Сначала весь зал с напряжением следил именно за партией экс-чемпионов мира, которые к тому времени едва здоровались между собой. Долго они играли каждый на своей половине доски. Скажем, Петросян только на королевском фланге, в то время как Таль исключительно на ферзевом. Рокировали в разные стороны. Очень острая партия вышла.

Петросян опережал и должен был победить. Наконец Таль остановил часы и, не пожав протянутую руку, ушел. Многие зрители ушли за Талем.

Оставшиеся переключились на партию Спасский — Корчной.

Позиция неясная. Сразу много фигур под боем. Масса возможностей. Публика считает, что у Корчного этих возможностей больше. Настолько больше, что Борису Васильевичу пора сдаваться. Глубокий цейтнот.

Я, как заведено, полез в башку к Виктору Львовичу.

И снова был поражен. Теперь-то я определенно собирался увидеть фонтаны огня, уже и пожарки для срочности мысленно подогнал. Вот тебе (все же Корчному?) и на… Никаких фонтанов и форсунок.

Полумрак, как в приемной у дьявола. Какие-то отдельные огоньки имеют место, но как бы в мерцании и полном геометрическом беспорядке. Звездное небо в не слишком ясную ночь. Я еще не понял, что это такое, и потому даже не приступил к решению задачи, как это расстроить, как по темной картине пронесся светящийся сгусток (мысли).

Ни в коем случае не по прямой. А именно что с многочисленными под прямым углом поворотами. Шаровая молния мысли была зрячая, она носилась как оголтелая, ни на что не натыкаясь, по известному ей маршруту.

Через миг — вторая, с другой стороны и другими путями.

И одновременно несколько.

И все больше.

Схема ночного уличного движения шаровых молний.

Когда огненных шаров стало достаточно много, я сверху рассмотрел, что мозг Корчного — в некотором смысле бесконечный (концов, краев не видно) плоский, прямоугольный лабиринт. Тупики, ловушки, петли.

Светящиеся мысли носились, не сталкиваясь и не пересекая путей одна другой. Более того, никогда я не видел, чтобы одна мысль преследовала другую, чтобы идея промчалась по пути, уже пройденному другой.

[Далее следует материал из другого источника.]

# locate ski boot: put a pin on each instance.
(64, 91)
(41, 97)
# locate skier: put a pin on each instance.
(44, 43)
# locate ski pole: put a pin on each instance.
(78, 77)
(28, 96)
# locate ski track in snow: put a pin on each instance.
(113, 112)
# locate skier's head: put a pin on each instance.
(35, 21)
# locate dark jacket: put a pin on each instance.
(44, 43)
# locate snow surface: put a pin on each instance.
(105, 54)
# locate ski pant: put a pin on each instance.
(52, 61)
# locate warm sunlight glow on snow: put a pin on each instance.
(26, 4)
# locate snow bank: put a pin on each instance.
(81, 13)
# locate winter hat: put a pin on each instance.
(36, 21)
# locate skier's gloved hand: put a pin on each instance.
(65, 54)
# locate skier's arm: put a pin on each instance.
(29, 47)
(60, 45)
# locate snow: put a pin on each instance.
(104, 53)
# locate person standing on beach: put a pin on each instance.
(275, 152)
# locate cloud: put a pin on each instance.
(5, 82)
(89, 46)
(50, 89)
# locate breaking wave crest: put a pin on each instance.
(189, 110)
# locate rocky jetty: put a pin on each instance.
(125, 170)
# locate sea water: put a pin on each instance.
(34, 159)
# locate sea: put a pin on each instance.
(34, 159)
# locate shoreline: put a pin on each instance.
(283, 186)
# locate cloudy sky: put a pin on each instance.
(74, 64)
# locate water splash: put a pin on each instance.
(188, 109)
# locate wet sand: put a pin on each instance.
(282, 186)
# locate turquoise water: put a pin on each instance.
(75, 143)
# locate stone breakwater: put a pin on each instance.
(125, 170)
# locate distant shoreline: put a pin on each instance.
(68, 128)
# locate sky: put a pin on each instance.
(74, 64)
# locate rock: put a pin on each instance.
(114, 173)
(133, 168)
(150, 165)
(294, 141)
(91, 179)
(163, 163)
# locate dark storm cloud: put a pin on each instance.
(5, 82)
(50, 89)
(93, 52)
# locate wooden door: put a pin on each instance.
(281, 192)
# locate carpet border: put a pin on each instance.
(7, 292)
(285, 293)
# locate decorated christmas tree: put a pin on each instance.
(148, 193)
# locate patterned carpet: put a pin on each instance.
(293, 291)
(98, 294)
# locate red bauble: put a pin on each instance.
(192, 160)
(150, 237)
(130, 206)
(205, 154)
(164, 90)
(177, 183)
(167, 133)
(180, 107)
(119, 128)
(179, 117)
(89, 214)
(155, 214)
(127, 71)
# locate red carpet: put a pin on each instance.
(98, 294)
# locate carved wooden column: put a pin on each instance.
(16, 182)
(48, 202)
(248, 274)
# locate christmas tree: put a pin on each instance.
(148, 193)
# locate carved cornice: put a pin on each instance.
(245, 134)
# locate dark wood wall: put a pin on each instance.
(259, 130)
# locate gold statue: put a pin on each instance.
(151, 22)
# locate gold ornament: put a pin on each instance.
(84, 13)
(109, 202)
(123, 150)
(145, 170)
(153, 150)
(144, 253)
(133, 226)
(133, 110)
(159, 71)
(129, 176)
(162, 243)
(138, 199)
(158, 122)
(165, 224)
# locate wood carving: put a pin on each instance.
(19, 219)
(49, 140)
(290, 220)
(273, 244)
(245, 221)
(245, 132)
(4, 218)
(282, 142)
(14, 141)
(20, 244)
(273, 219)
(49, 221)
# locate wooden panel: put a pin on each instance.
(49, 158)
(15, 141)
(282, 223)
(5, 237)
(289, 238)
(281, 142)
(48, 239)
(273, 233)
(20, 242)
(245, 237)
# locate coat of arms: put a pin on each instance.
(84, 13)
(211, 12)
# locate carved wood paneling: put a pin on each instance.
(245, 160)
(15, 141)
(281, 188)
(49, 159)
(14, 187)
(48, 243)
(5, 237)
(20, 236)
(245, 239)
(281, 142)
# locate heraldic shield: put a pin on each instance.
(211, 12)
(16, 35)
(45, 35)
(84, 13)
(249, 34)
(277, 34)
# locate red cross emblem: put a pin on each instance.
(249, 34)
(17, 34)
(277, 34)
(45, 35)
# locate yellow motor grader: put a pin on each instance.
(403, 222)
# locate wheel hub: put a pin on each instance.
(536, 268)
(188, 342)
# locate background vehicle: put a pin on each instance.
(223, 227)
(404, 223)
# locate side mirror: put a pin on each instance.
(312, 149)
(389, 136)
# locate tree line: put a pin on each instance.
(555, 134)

Так! Пожарки домой, в депо.

Подогнал я бульдозер. Огромный. Кажется, К-700 назывался. И стал (простит ли меня Виктор Львович? Если поверит, то никогда. Дай Бог, чтобы не поверил) напропалую ломать перегородки лабиринта. То есть именно эти налаженные пути-маршруты корежить. Совершенно я не собирался хоть одну мысль на гусеницы намотать, да, кажется, и не пришлось, но общую схему я сильно изувечил, порушил гениальное сооружение.

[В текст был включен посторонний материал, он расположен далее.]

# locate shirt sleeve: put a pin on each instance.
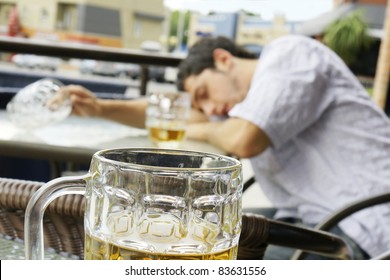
(288, 91)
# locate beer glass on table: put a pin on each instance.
(156, 204)
(39, 104)
(167, 117)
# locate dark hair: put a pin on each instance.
(200, 56)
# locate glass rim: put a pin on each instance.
(235, 163)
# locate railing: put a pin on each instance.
(82, 51)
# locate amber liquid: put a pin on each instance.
(162, 136)
(96, 249)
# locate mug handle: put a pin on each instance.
(33, 223)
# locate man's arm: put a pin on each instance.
(236, 136)
(128, 112)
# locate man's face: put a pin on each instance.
(213, 91)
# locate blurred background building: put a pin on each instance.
(121, 23)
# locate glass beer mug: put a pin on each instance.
(150, 204)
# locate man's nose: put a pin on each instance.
(208, 109)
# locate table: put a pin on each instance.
(13, 249)
(61, 49)
(76, 139)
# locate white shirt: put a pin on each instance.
(330, 142)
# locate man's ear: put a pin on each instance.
(222, 59)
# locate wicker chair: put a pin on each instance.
(64, 230)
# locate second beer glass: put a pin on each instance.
(167, 117)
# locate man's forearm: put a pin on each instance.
(131, 112)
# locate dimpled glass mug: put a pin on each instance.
(150, 204)
(167, 117)
(39, 104)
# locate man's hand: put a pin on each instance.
(236, 136)
(84, 101)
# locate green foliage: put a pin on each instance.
(348, 37)
(174, 22)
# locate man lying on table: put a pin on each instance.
(315, 139)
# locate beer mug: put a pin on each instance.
(150, 203)
(39, 104)
(167, 117)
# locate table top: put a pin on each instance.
(13, 249)
(76, 139)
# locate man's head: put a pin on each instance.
(200, 56)
(210, 76)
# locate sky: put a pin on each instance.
(294, 10)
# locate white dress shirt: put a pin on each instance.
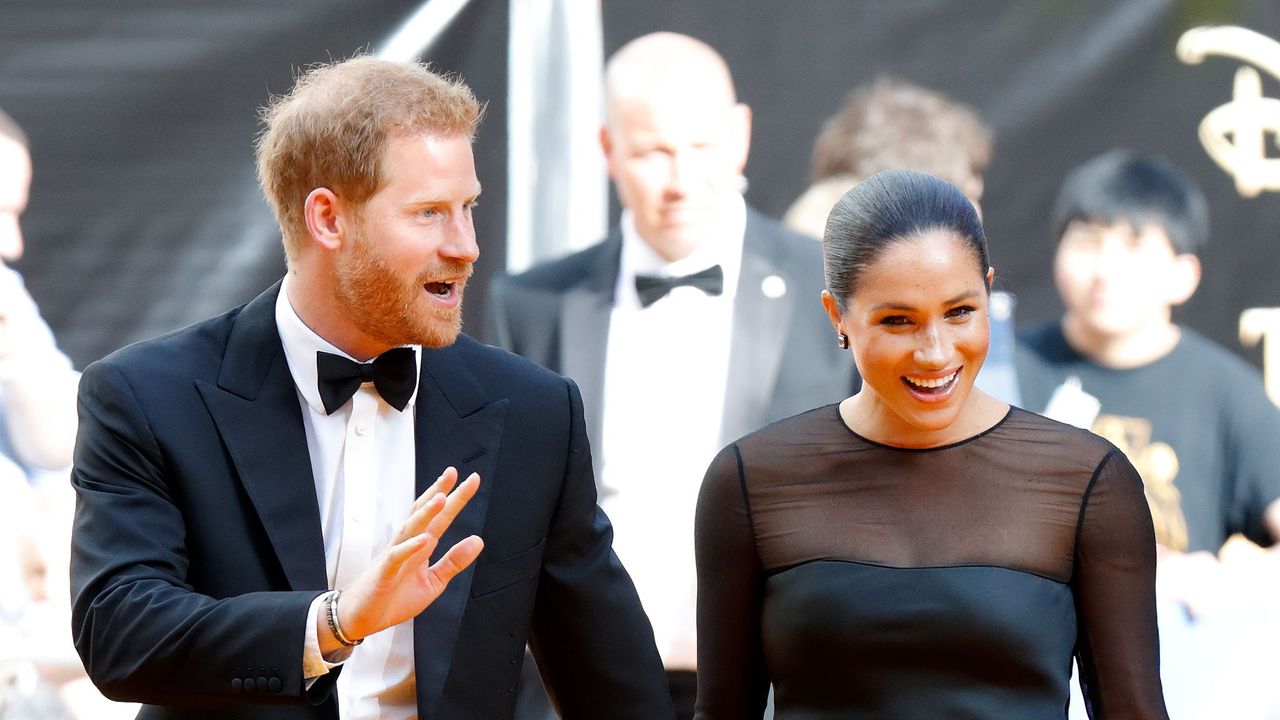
(364, 461)
(664, 383)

Я еще не закончил работу, как меня из моего сомнамбулического состояния вывело поразительное обстоятельство.

В газетах потом писали, что «никогда раньше подобного не случалось…»

Корчной встал, повернулся к возбужденно гудящему залу и заорал на него:

— Да не галдите! Заткнитесь.

Зал замер с открытым ртом.

Я моментально вырубил мотор моего механизированного монстра.

Еще два-три моментальных передвижения фигурок. Быстрее блица. И пожатие рук. Ничья.

В фойе я стоял рядом с Корчным, смотрел, как женщина, видимо жена, помогала ему надеть пальто. Он не мог попасть в рукава.

Кто-то подступился:

— Виктор Львович, а почему вы…

— А потому что гал-ди-те!!! — разъяренно огрызнулся Корчной.

Мимо со своей свитой прошел Спасский. Не хочется повторять штамп, но лицо его было землистого цвета.

Я пошел за Корчным.

Вместе с ним (и еще десятком других преследователей) зашли в метро, нам было по пути, в один вагон. Он сел. Я сел напротив. Он не разговаривал со своей спутницей. Почти лежал, расслабленно развалился на диване метро.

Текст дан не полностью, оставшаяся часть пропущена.